Bill Description: House Bill 675 would protect children from unnecessary, life-altering medical procedures by prohibiting medical providers from performing sex reassignment surgery on minors or prescribing puberty blockers to them.
Does it violate the spirit or the letter of either the U.S. Constitution or the Idaho Constitution? Examples include restrictions on speech, public assembly, the press, privacy, private property, or firearms. Conversely, does it restore or uphold the protections guaranteed in the U.S. Constitution or the Idaho Constitution?
The most fundamental duty of government is to protect the life and liberty of the individual.
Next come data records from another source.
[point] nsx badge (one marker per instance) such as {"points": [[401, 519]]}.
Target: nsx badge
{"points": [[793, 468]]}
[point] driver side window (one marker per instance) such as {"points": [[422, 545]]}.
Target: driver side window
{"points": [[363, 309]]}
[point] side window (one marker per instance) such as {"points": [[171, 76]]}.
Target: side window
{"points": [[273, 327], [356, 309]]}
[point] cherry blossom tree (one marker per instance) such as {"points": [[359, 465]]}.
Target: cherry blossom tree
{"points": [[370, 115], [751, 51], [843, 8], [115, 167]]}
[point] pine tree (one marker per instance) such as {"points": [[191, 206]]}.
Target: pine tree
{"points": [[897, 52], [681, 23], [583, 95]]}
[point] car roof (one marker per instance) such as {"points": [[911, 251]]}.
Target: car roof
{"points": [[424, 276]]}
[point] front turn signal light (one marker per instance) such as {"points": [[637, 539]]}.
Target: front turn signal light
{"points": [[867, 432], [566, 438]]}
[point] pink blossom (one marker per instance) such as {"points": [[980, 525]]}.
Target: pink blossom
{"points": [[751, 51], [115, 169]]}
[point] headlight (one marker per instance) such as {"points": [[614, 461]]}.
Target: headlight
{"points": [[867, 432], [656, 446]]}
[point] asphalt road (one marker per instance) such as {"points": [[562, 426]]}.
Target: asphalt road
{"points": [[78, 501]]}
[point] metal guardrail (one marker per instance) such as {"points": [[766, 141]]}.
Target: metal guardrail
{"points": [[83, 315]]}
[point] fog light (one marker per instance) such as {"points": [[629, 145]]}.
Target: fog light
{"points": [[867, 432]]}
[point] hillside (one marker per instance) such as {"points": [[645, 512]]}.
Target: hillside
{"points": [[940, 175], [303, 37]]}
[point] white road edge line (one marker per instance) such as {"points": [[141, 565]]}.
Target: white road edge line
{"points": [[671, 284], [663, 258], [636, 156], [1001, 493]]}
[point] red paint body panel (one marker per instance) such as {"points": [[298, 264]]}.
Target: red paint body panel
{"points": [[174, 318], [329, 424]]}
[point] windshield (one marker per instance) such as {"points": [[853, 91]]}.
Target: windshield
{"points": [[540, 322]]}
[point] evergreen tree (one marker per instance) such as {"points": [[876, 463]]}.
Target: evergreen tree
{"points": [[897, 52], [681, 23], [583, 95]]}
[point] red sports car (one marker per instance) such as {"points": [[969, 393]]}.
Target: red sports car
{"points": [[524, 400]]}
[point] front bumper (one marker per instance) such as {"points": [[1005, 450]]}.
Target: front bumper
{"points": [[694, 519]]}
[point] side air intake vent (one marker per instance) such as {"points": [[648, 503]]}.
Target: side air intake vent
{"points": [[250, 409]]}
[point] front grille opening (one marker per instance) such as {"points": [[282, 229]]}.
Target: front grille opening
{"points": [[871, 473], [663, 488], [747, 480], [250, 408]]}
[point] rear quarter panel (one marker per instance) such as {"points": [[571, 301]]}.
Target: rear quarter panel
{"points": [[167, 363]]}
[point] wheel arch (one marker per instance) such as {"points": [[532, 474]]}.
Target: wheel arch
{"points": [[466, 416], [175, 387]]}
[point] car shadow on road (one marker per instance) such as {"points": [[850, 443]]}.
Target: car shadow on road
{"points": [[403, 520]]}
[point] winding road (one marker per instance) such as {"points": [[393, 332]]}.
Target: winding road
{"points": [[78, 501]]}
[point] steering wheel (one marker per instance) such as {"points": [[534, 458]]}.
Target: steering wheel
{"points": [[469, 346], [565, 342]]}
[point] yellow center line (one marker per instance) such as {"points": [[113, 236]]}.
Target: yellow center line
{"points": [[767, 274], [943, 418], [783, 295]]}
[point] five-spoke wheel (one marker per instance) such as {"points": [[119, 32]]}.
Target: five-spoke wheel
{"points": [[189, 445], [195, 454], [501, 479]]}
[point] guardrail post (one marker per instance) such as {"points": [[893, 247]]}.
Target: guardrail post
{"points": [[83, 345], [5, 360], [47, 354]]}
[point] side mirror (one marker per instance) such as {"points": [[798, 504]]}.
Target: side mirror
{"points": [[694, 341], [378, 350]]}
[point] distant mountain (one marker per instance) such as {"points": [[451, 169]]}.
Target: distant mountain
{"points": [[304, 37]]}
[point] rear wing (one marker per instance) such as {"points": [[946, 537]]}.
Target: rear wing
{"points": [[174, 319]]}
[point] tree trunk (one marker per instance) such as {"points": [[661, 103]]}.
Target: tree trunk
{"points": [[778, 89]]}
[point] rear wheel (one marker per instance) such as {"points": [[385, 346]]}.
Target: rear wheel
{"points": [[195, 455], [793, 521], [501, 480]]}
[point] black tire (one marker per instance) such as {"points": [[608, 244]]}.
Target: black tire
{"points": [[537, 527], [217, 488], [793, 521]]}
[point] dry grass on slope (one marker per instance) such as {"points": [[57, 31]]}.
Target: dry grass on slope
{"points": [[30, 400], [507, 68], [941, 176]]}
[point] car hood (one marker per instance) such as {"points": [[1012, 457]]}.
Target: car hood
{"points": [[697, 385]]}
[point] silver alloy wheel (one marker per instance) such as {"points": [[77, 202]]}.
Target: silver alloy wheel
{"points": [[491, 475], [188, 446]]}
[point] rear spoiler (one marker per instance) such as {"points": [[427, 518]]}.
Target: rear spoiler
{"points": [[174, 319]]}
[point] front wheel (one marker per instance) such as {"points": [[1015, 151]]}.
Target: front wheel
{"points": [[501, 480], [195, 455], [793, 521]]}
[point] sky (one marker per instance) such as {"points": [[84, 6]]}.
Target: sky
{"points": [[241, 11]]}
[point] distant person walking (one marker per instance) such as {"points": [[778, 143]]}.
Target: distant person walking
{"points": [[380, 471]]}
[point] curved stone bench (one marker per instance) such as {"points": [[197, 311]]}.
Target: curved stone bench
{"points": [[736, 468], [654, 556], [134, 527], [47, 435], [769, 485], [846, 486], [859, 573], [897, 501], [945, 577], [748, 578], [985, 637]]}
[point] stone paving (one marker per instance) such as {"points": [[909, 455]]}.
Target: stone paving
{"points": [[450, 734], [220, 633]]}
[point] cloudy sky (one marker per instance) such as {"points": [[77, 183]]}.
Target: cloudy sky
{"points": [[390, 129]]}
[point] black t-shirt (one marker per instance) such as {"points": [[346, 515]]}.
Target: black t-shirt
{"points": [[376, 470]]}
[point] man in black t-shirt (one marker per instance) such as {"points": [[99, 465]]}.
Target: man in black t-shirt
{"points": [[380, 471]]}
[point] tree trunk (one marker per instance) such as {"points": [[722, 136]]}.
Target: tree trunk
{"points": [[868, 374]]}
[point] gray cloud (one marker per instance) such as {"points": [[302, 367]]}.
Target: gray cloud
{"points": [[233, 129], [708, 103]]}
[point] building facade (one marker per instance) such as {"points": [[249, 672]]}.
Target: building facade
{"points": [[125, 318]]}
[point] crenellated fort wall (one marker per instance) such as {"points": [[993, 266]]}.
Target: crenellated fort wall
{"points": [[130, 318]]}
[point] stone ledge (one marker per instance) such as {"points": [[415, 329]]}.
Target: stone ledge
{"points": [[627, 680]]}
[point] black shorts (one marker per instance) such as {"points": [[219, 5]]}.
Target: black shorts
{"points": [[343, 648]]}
House Bill 675 serves to advance this goal by amending Section 18-1506B, Idaho Code, to protect minor children from predatory or irreversible medical practices designed to alter their natural physical development.
In much the same way that Idaho code protects children from adults who would rape or molest them, this law would protect children from adults who would sterilize or otherwise surgically mutilate them.
House Bill 675 acknowledges that "medical intervention that results in the impairment and mutilation of the reproductive organs and parts of a child is never necessary to the health of the child on whom it is performed if it is for the sole purpose of attempting to change or affirm the child's perception of the child's sex if that perception is inconsistent with the child's biological sex."
Specifically, House Bill 675 prohibits medical providers from engaging in certain practices and procedures on a child that are intended to "change or affirm the child's perception of the child's sex if that perception is inconsistent with the child's biological sex."
These prohibitions include performing surgeries (popularly known as sex reassignment surgeries) on minors that "sterilize or mutilate" them, prescribing them drugs commonly known as puberty blockers, or prescribing large doses of testosterone to a girl or estrogen to a boy.
The protections established by this bill only apply to children. Upon reaching the age of 18, which is also the age of consent in Idaho, individuals will still be free to seek out providers of sterilization or surgical alteration if that is their choice.
House Bill 675 creates a necessary and logical exception to the prohibitions detailed above by exempting minors who have "external biological sex characteristics that are ambiguous and irresolvable" and those who do not have "the normal sex chromosome structure for a male or female."